Mount Allison alumnus Tom Hearn to appear in annual Second City holiday show
“It’s hard work and attitude that get you everything,” said Tom Hearn when asked about Mt. A’s most important teaching. He explained that success comes from “putting in that extra effort and going that extra mile.”
When I spoke with Hearn on the phone last week, I learned that these lessons have been the foundation for a successful career as a writer, performer and producer.
In his time at Mt. A, Hearn was a part of over forty productions.
“I mainly did theatre versus doing my school work,” he said. An active member of Garnet and Gold Musical Theatre Society, Live Bait Theatre, Black Tie Productions (a former musical society) and Windsor Theatre (known now as Motyer-Fancy Theatre). Hearn also honed his comedic skills with Presents: the Improv and Flint Improv.
Since moving to Toronto and graduating from the Second City conservatory, he has remained as busy as ever. A recipient of the Second City’s Tim Sims Encouragement Award, Hearn improvises with the Bad Dog Featured Players, performs award-winning sketch comedy with Erica Gellert and is part of the Sketchersons’ weekly Sunday Night Live.
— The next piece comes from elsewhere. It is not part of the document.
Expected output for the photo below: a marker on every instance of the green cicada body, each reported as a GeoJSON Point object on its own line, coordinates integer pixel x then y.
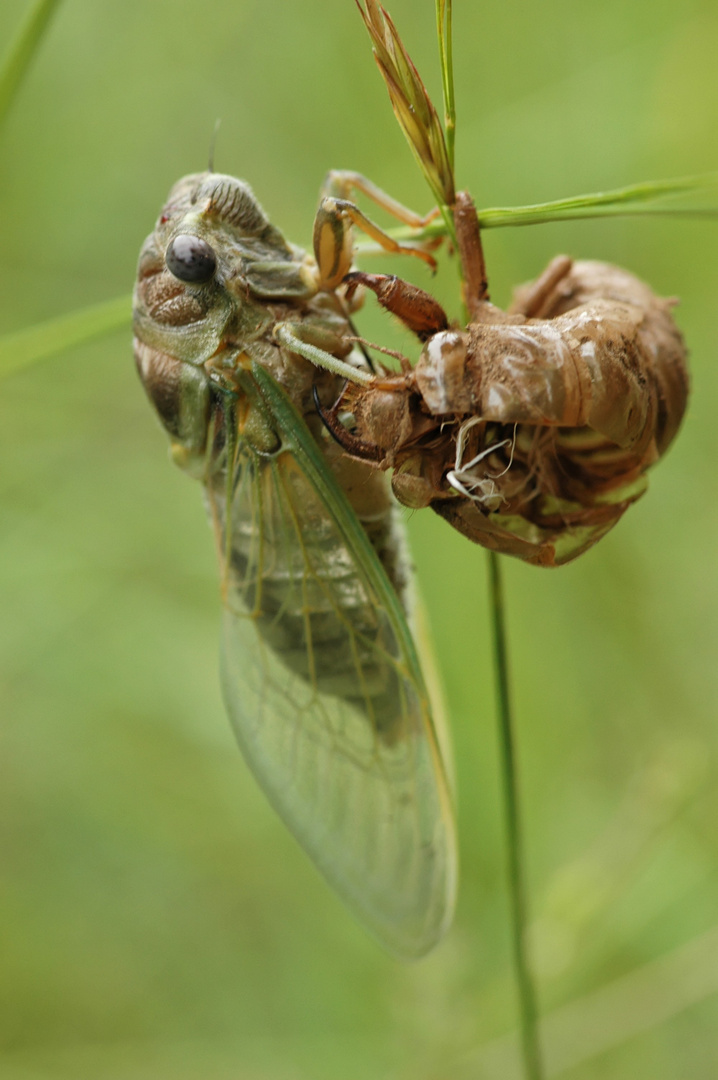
{"type": "Point", "coordinates": [320, 671]}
“I write a brand new sketch show every week,” he said. “It’s the most stressful thing that I do and it’s the most fun thing that I do.”
Outside of his jobs as a performer and writer, Hearn has spearheaded the formation of Kinsey Fail, an LGBTQ improv troupe.
“The entire reason behind it is I just want to see more queer performers out onstage,” he said. In addition to a rotating cast of 12 to 15 improvisers, Kinsey Fail also runs “an LGBTQ safe space drop-in for people who want to try improv for the first time.”
“It’s the best queer performers in the city all performing together for what tends to be also an entirely queer audience,” Hearn said, and added, “It’s just letting people recognize that they can see themselves onstage and in turn the stage reflects the audience.”
In addition to his sketch and improv work, Hearn is currently in rehearsal for the Second City’s Miracle on Mercer Street.
“It’s about a 13-year-old girl who goes to visit a town called Hollydale where not everybody’s like her, not everybody celebrates Christmas,” Hearn said. “So she’s learning about all of the different types of holidays that happen at that time of year in a fun way with puppets and songs.”
Hearn believes that highlighting these differences as good is important, especially given the current political climate. He said, “I think it’s a good message right now for young people in the world that we live in to realize that not everybody has to be the same and that’s okay.”
He is also excited by the opportunity to work with the Second City, which will be his first time doing so in a professional capacity. He said, “It’s something that I’ve wanted to do for a very long time and it’s coming true.”
Despite how busy he is as an artist, Hearn wants current drama students “to know that it’s okay to take a break.”
“Nothing goes away,” he said. “If you take a break, it’s not like you’re going to come back and people aren’t going to remember who you are. It makes you a better performer when you take a step back and look at the world.” He also stressed the importance of learning through doing, something he learned in his time at Mt. A.
“It’s important to realize that it’s okay to make mistakes. You’re not going to figure it out in your first go,” Hearn said. “It’s realizing that everything is in motion constantly and just riding that wave is really important.”